For this guide the Web API should be set up correcctly.To test this start the http server (Server tab in the manager) open the Browser an open the Adress https://localhost:51234/AvorionServerManager/api/Server/ (replace the port if necessary) You should see this Info:

For the next step you need a Tool to send Http Requests. I used the Chrome App Postman. Postman link Send a get Request to the URL: https://localhost:51234/AvorionServerManager/api/AuthTest (Replace Port if necessary) The result should look like this:

We get the message that our request is not authorized. Some of the API functions are only available with authorization as they could be abused (like constantly shutting down the server or spamming broadcast chat messages) To authorize our requests we need an API Key to do this, go to the Settings Folder of the Manager and open the ApiKeys.txt File. Each API key must have its own line and should not contain spaces. An API key should not be too short and not easy to guess use an random string generator if you have problems to come up with a long enough key. After you added your key to the file go to the Tools Section in the Manager and click on Reload in the API Keys subsection. In this example the stupidly unsecure key "ExampleApiKey1234" is used please do not use this key or a similar easy to guess key.

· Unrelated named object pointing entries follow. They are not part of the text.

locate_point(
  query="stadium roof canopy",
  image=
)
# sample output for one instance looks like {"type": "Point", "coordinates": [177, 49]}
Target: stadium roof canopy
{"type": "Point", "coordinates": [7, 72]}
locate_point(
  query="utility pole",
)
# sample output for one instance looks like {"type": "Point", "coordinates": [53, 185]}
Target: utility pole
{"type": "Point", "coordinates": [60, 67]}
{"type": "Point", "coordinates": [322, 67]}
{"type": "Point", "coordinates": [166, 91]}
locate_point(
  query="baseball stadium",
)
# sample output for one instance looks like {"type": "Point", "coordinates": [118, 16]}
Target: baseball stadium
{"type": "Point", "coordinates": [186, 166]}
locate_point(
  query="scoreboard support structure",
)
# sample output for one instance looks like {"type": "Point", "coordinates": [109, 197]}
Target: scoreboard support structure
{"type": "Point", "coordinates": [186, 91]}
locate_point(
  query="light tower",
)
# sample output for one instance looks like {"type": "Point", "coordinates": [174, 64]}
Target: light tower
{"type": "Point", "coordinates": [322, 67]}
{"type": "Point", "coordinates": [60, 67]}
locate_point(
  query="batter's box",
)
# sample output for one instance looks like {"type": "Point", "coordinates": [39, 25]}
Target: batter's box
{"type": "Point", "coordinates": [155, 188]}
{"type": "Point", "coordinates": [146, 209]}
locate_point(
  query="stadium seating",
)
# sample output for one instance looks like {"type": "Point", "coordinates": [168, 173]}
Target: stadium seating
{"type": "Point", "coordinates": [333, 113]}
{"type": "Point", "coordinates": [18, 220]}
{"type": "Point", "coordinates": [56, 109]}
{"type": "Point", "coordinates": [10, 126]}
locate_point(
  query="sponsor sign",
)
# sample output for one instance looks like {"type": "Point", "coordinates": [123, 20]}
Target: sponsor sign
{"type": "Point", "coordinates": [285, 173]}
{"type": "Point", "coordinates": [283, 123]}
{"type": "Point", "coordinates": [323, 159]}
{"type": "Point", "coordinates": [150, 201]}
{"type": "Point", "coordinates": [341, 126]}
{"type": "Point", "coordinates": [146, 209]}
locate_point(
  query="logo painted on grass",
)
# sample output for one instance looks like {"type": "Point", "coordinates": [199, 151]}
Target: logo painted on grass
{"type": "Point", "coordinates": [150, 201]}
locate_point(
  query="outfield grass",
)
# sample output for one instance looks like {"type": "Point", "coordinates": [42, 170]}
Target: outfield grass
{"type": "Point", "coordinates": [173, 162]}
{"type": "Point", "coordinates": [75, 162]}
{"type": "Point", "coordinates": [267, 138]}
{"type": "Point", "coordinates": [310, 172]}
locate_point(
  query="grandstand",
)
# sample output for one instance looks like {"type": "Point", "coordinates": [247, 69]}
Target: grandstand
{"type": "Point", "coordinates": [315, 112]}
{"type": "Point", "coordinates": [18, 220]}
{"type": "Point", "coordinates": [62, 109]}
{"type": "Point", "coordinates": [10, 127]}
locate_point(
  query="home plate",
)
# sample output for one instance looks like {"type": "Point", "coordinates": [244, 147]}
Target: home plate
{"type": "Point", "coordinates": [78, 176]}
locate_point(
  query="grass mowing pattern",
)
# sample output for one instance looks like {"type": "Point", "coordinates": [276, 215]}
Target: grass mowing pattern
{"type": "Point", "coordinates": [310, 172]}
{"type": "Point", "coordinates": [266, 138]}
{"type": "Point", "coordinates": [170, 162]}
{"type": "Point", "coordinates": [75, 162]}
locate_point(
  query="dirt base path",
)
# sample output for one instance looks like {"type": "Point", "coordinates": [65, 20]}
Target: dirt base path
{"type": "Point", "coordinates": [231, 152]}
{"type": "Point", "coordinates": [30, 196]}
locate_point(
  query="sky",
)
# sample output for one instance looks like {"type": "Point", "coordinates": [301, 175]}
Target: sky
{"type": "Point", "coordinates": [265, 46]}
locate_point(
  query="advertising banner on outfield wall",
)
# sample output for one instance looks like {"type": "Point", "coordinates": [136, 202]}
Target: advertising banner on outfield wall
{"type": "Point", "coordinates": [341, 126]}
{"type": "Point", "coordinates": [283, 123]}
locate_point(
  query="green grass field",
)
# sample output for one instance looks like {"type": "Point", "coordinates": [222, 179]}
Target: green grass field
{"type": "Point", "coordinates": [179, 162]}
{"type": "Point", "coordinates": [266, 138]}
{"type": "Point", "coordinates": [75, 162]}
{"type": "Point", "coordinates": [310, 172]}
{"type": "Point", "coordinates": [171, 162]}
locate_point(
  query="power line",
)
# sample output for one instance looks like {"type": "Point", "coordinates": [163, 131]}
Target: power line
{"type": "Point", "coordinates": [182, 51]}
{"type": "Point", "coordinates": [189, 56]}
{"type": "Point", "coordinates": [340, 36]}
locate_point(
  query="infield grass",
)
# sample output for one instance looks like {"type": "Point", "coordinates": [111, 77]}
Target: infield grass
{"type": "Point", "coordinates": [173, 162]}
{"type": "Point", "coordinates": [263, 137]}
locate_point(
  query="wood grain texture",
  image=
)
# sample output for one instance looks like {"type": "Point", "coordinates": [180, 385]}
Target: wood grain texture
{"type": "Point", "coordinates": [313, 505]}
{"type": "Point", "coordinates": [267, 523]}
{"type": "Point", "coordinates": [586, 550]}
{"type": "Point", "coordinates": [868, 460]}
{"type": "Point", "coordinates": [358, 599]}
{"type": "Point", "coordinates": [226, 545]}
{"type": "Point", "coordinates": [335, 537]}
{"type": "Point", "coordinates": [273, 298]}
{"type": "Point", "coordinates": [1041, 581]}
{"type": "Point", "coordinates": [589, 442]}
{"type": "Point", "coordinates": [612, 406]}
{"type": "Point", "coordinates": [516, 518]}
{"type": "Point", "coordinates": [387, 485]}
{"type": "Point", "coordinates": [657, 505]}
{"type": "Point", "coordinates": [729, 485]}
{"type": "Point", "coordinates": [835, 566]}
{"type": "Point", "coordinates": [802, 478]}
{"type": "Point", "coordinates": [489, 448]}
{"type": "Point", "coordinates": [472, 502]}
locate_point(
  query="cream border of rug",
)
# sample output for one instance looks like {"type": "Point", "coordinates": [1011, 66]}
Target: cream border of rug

Add your key as Authorization Header value. In Postman this will look like this.

Authorization is the Header Type. Apikey is the required identifier. This is followed by a space and then your apikey. If we now send a get request to the previous Url we get the response: Authorized

Now the API is completly set up. You can add as many API Keys you want and give them to Persons that should be able to control the server remotely.